[Kai Kunze] from the Embedded Systems lab at Passau concerned 25C3 to talk about Cyborgs and Gargoyles: state of the Art in Wearable Computing. There have been a lot of homebrew wearable computing solutions, but [Kai] covered specifically projects that could see everyday use in the real world.
The first was a prototype system they built for use in hospitals. The doctor wore a belt buckle sized linux computer under his coat which was attached to an RFID reader on his wrist. He would read the clients RFID wrist band, which would display their chart on the screen. He could then scroll and select using a capacitive sensor built into the coat. notes could be taken using a bluetooth headset. The system kept the doctor’s hands totally free for examining the client while still offering as much information as possible. They actually ran this system for 30 days in a hospital.
The next example was a joint project with the car producer Skoda. quality assurance (QA) testing can be a long process with numerous much more steps than assembly operations. The team attached sensors to the worker to identify where the worker was in relation to the car and to get direct measurement of the object being tested. The use of wearable technology implied they got much more data than they typically would with standard QA testing and they could rapidly prompt the worker if they missed a step.

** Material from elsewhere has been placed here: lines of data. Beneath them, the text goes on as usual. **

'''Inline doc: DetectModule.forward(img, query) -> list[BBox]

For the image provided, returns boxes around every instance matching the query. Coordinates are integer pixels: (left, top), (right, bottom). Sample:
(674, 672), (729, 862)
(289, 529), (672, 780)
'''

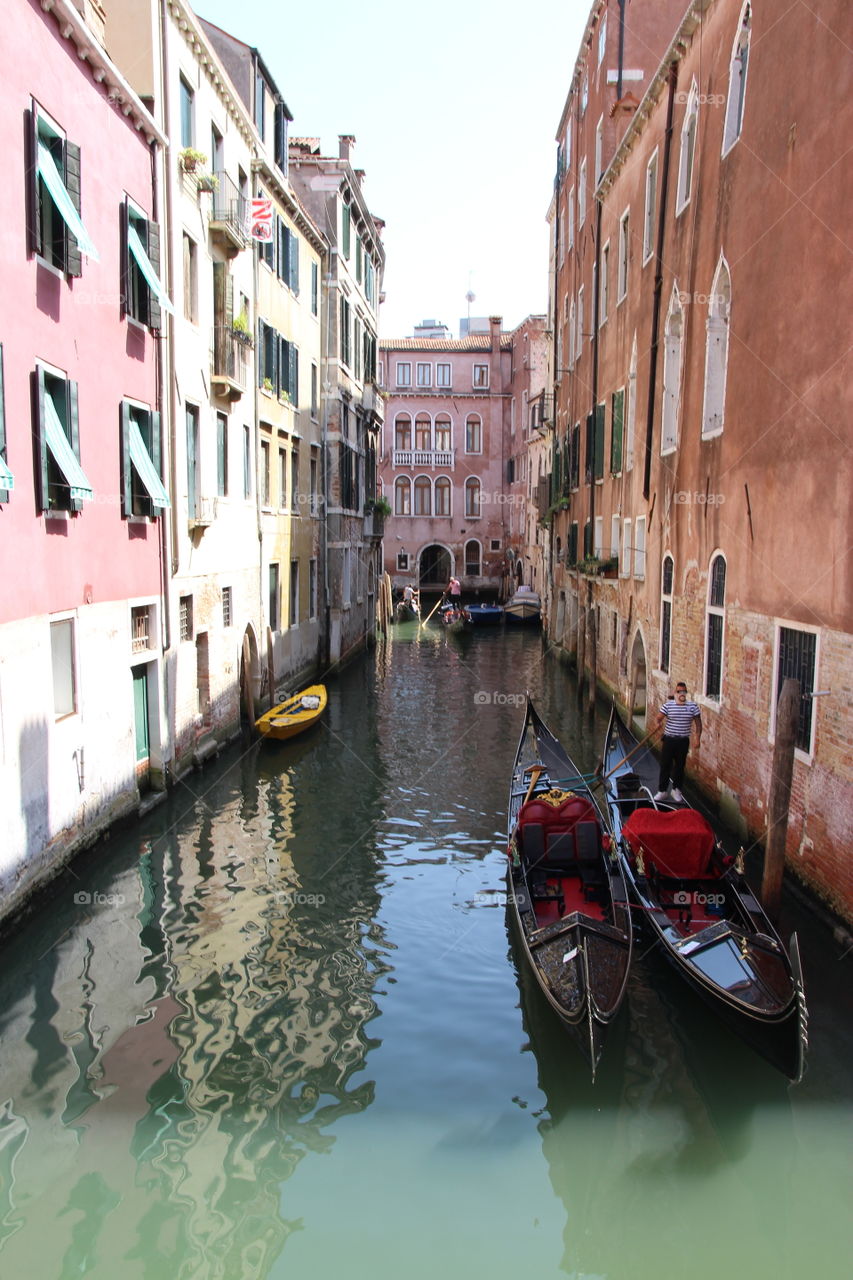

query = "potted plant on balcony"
(178, 147), (207, 173)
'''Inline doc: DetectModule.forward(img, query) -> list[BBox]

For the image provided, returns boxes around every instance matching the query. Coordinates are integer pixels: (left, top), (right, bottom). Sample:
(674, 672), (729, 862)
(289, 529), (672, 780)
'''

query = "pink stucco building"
(0, 0), (169, 909)
(379, 316), (544, 599)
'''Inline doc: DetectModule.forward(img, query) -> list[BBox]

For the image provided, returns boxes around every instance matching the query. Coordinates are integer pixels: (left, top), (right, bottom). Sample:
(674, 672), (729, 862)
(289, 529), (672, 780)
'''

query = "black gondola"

[Kai] identified a couple projects that would make developing your own system much quicker. Context recognition Network Toolbox helps you identify what actions are being performed. They’ve used it to build systems like an automated kung-fu trainer that can recognize poses. There’s also a context logger app for the iphone that can be trained using accelerometer data to recognize different activities. He also suggested a program developed with Zeiss for visually prompting workers as they carried out tasks. In testing, it was 50% faster than text instructions and 30% faster than voice.
One of the much more bizarre/interesting ideas we saw was a phone locator based on resonance (PDF). developed for a Symbian device, it would play a sound and then record the result that had been modified by the surroundings. Each surface had its own signature so you could query the phone and it would report where it was i.e. on the desk, on the sofa, in the drawer. This resonance sampling can also be employed using the vibration motor.
The final point [Kai] touched on was privacy. If you’re wearing a sensor, you’re potentially giving away personal data. He showed an example of how systems could be developed to keep this information to users. The first part was a video camera recording the movement of people in a room. It could identify where the faces were, but not who they were. one of the participants had an accelerometer recording their movements. That user could use the camera’s data to figure out his own movement in the space by correlating the data, but no one else would see the full picture.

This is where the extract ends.